Thursday, 24 July 2014

What does the passing of Gove and Willetts mean for the left?


The departure of Michael Gove and David Willetts in the recent reshuffle was a fairly obvious attempt by David Cameron to cleanse his government of some unwanted political toxicity ahead of the election. For the left and the trade union movement, it’s an opportunity to enjoy a short moment before redoubling our efforts to tackle the deeper forces at work.  

Michael Gove’s exit was, of course, particularly enjoyable. Rarely has someone united so many people against him so successfully. As Nick Wright wrote in his recent piece for the Morning Star, Gove was singularly successful in uniting almost the entire education profession against him. The government might have lived with that. But the fact is that the Blob just kept growing. By the time he went, polling evidence was showing that Gove was the most disliked politician in Britain. Quite an achievement at a time when the politician’s stock is arguably lower than at any point since the era of mass democratic politics began. Gove’s real gift was tabloid journalistic bear-baiting and he used it to try to sow division between teachers and their communities, but as anyone who knows how community state schools actually worked could have told Gove, it was going to take more than a clever turn of phrase and an acquired talent for public school-style bullying to get between parents and their daily experience of teachers. Gove’s rhetoric did not resonate with lived reality and his dictatorial centralisation of power as he tried to drive de-regulation ruthlessly from the DfE started to jar badly against basic democratic common sense.

Then of course there was the unravelling of the policies themselves. Forced academisation created broad-based coalitions based on revulsion at rank dictatorship. The huge diversion of resources to pet Free Schools, the back-of-a-fag-packet process for approving them and the drive to set them up wherever and whenever someone felt moved to run a school stank of insane dogma. And then there is the growing suspicion that academisation has been a vast folly, academically meaningless and successful only in handing schools into the control of people unfit for one reason or another to run them. It was increasingly obvious that the real enemies of promise were practising in Whitehall, not the classrooms.

Nicky Morgan’s appointment is clearly designed to take some of the personalised heat out of education policy but there will be no radical break. Indeed, as this recent article in US publication People’s World showed Gove’s particularly offensive offensive was rooted in a far longer counter-revolution that serves powerful transatlantic finance capital interests. Even while the academy chain heads and other assorted apostles of privatisation are publicly mourning Gove, they will be looking to the post-election world and working to make sure that a Tory victory will further their aims.

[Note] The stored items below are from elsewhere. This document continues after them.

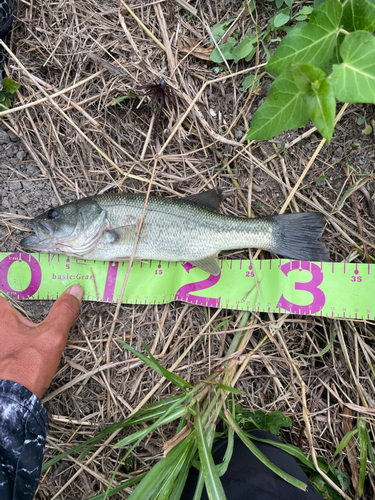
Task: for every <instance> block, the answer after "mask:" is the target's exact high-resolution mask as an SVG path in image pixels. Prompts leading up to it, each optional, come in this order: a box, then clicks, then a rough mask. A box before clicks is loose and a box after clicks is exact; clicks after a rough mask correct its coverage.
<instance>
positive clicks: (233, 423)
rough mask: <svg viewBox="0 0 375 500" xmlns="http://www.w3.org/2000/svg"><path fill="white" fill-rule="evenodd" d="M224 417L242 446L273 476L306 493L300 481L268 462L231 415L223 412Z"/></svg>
mask: <svg viewBox="0 0 375 500" xmlns="http://www.w3.org/2000/svg"><path fill="white" fill-rule="evenodd" d="M225 416H226V418H227V420H228V421H229V424H230V425H231V426H232V427H233V429H234V430H235V432H236V433H237V434H238V436H239V437H240V438H241V440H242V441H243V442H244V444H245V445H246V446H247V447H248V448H249V450H250V451H251V452H252V453H254V455H255V456H256V457H257V458H258V459H259V460H260V461H261V462H262V463H263V464H264V465H265V466H266V467H268V468H269V469H270V470H272V471H273V472H274V473H275V474H277V475H278V476H280V477H281V478H282V479H284V481H286V482H287V483H290V484H292V485H293V486H295V487H296V488H299V489H300V490H303V491H306V489H307V485H306V484H305V483H303V482H302V481H300V480H299V479H296V478H295V477H293V476H291V475H290V474H288V473H287V472H284V471H283V470H282V469H280V468H279V467H277V466H276V465H274V464H273V463H272V462H271V460H269V459H268V458H267V457H266V456H265V455H264V454H263V453H262V452H261V451H260V450H259V449H258V448H257V447H256V446H255V445H254V443H253V442H252V441H251V439H250V438H249V437H248V435H247V434H246V432H244V431H243V430H242V429H241V428H240V427H239V426H238V424H237V422H236V421H235V420H234V418H233V417H232V415H231V414H230V413H229V412H228V411H225Z"/></svg>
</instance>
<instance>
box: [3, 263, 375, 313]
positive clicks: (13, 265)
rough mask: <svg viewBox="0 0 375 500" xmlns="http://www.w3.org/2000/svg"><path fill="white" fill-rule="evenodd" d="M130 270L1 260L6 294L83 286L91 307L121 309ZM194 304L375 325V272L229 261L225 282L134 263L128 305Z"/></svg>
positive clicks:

David Willetts’s departure had a similar motivation. Willetts was the architect of the shock therapy approach to the marketization and privatisation of higher education. Willetts attempted to resettle the financing of higher education on a publicly subsidised voucher system that would be progressively sold off to the financial sector while simultaneously feeding the growth of new private for-profit uiniversities. His policies produced student riots, occupations and Parliamentary splits in the Coalition before they began unravelling, publicly, in a very embarrassing way. As Andrew McGettigan has argued here, judged by his two stated aims, Willetts has been a failure. He leaves the higher education system more unstable, more privatised, more de-regulated and more chaotic than at any point in the post-war period. 

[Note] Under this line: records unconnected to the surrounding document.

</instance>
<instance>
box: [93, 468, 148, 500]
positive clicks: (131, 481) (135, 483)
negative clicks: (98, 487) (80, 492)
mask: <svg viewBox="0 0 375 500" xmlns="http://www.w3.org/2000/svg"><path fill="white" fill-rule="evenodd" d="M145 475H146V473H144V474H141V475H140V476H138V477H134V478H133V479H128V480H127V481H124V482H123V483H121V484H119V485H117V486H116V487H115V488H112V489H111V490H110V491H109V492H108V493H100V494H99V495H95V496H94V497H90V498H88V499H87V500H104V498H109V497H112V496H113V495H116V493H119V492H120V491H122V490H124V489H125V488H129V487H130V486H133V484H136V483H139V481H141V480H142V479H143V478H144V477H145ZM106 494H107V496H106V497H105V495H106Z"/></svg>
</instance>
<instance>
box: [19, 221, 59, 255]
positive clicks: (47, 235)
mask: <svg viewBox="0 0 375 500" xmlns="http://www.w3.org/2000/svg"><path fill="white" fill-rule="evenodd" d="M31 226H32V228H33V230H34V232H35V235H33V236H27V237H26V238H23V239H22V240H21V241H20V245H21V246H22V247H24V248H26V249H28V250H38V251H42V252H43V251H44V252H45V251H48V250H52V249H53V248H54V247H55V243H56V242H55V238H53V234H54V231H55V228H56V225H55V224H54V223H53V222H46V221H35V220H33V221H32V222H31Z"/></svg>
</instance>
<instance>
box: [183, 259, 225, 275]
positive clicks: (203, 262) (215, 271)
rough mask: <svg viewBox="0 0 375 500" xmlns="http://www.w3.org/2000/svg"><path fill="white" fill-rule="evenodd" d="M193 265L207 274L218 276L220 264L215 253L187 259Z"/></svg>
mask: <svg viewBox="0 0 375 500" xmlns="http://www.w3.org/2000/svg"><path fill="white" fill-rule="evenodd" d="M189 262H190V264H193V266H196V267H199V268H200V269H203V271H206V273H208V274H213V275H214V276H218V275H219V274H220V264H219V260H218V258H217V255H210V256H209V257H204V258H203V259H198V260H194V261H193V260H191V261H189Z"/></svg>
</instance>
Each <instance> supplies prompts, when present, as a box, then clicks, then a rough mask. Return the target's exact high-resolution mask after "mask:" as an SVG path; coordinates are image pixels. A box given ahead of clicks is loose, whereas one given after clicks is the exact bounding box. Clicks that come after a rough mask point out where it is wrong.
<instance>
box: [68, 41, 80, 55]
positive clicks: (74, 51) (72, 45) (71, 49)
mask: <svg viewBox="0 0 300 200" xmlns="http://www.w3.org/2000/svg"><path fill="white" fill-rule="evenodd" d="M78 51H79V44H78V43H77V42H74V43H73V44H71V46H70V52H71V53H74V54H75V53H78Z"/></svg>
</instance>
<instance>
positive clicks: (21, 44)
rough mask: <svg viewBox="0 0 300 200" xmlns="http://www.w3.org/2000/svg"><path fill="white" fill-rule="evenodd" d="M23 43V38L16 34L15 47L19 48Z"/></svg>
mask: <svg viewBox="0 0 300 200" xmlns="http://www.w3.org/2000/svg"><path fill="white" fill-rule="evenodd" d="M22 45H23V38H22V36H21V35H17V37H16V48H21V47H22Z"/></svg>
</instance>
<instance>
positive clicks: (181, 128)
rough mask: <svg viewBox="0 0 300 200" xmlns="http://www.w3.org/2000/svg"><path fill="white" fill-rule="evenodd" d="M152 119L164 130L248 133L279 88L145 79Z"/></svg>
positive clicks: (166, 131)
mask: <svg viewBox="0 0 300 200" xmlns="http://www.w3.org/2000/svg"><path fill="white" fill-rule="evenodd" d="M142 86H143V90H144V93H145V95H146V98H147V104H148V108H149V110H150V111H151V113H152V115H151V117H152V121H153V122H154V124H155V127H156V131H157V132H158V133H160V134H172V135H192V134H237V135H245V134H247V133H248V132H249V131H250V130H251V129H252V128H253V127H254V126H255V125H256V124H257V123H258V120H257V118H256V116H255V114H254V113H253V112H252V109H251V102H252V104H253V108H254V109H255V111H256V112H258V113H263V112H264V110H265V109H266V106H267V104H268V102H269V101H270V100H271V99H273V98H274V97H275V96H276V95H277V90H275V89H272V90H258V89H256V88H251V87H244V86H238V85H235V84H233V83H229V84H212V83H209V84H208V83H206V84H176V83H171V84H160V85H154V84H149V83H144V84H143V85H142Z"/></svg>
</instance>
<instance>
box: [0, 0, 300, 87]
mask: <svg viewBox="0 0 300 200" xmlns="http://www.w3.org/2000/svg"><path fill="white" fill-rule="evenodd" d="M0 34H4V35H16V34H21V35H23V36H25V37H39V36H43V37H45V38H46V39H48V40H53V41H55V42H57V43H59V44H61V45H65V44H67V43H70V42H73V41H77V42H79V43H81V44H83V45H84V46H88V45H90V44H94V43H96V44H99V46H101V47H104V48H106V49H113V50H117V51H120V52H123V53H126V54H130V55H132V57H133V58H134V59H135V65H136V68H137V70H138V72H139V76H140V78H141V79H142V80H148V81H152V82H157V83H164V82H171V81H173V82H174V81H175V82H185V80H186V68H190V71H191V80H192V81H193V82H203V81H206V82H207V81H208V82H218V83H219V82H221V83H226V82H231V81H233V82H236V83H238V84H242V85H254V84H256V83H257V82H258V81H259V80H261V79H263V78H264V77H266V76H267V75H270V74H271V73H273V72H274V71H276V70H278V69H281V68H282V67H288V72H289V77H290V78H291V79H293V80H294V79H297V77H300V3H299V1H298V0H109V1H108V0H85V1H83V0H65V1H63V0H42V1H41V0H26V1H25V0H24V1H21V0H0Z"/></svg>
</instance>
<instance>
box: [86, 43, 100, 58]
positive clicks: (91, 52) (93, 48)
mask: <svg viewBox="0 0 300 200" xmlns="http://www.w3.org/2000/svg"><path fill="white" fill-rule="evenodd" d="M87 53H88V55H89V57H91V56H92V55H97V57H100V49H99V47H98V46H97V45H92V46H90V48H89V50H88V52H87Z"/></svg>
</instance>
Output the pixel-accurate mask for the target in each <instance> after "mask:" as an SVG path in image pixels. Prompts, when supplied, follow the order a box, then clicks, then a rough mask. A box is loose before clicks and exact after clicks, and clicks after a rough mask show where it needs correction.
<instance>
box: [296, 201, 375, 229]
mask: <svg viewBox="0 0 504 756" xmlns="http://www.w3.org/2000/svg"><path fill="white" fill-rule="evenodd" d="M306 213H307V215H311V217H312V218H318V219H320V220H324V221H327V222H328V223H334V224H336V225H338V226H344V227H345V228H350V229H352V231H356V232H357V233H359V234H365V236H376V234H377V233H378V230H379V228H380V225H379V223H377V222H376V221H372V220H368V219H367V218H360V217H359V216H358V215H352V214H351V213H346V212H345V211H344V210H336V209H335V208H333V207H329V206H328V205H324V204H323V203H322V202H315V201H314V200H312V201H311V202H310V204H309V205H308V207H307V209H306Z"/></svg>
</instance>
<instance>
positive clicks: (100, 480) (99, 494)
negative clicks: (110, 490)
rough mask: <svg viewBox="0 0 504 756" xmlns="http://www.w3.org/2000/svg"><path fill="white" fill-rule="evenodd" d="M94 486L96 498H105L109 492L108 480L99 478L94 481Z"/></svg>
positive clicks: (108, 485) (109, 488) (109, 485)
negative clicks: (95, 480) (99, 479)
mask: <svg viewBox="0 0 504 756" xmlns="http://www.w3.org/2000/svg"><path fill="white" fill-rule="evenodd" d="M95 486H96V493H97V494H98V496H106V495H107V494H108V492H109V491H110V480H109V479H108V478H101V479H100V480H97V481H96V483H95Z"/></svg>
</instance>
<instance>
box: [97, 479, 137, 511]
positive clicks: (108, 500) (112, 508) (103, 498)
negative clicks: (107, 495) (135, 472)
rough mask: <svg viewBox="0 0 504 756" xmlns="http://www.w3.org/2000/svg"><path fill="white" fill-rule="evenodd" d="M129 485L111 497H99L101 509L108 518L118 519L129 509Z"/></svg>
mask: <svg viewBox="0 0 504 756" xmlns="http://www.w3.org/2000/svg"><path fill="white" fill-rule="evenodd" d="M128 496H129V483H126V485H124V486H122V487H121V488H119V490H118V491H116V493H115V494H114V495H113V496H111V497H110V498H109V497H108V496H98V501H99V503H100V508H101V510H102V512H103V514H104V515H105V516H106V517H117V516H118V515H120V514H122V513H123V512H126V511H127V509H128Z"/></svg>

Yet for all the relief at the passing of the headbangers, the job at hand for the left and the education labour movement has not changed. Now is the time to take advantage of the unpopularity of the policies, as well as the people, and start to push for an alternative, democratised vision of a future education system. Most importantly, now is the time to build on the broad coalitions of interest that have emerged on campuses and in local communities all over the country. Our urgent need now is build the mass forces that can put pressure on Labour to start to develop once more a progressive vision of education. Our own suggestions for starting this process are in our pamphlet, Education for People. But this is just the start.